Step 2 – Is this an AI with unacceptable risk?
This is the case if the AI has one of the following functions:
- subconscious influencing of the behaviour of persons;
- the exploitation of persons’ weaknesses and vulnerabilities;
- biometric categorization based on sensitive or protected features or traits (e. g. gender, ethnicity, nationality, religion, political orientation);
- social scoring;
- biometric real-time remote identification;
- predictive policing;
- creation of facial recognition databases via web-scraping;
- emotion recognition systems, in particular at the workplace and in educational institutions;
- retrospective biometric evaluation of surveillance of public spaces.
If yes: End of the check; the AI system may not be used.
Step 3 – Is this a high-risk AI?
This is the case if the AI has one of the following functions:
- applicant selection; access to studies and training, assessment of examination results in studies and training, for assessing the appropriate level of education as well as for detection of prohibited conduct during tests;
- credit checks;
- asylum and visa checks;
- supporting judges and authorities in application of the law, assessment in connection with law enforcement and similar measures restricting freedom;
- influencing elections and voting decisions (e. g. by controlling political campaigns);
- biometric identification; natural persons (not: mere identity check);
- operation of critical infrastructures such as water, gas and electricity supply and transport;
- recommendation system of very large online platforms (VLOPS – very large online platforms);
- the system poses significant risk for health, safety and fundamental rights of natural persons.

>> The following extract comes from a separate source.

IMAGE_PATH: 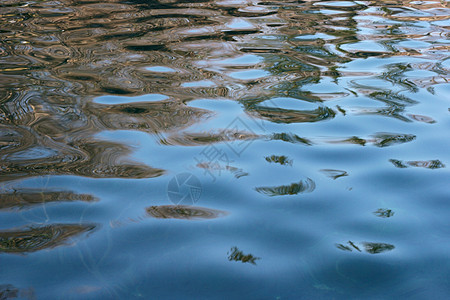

If yes: High-risk AI, which must comply with specifications presented under Section 3 lit. a) and b) (see above).
If no: This is an AI with low or no risk. When needed, the specifications under Section 3 lit. b) must be complied with. If the subject is a chatbot or deepfake, it must be labelled accordingly.
It is possible that the above Draft to the AI Act, which has now been approved by the European Parliament, will largely correspond to the final version. Therefore, it is advisable to carry out an internal assessment of company applications now based on this Draft. The above checklist should be helpful in this regard. In this context, one should also take into account the other current legislative initiatives of the EU Commission relating to EU digital law such as e. g. the Digital Services Act or the new IT security provisions from the latest DORA regulation and the upcoming Cyber Resilience Act (see relating Article).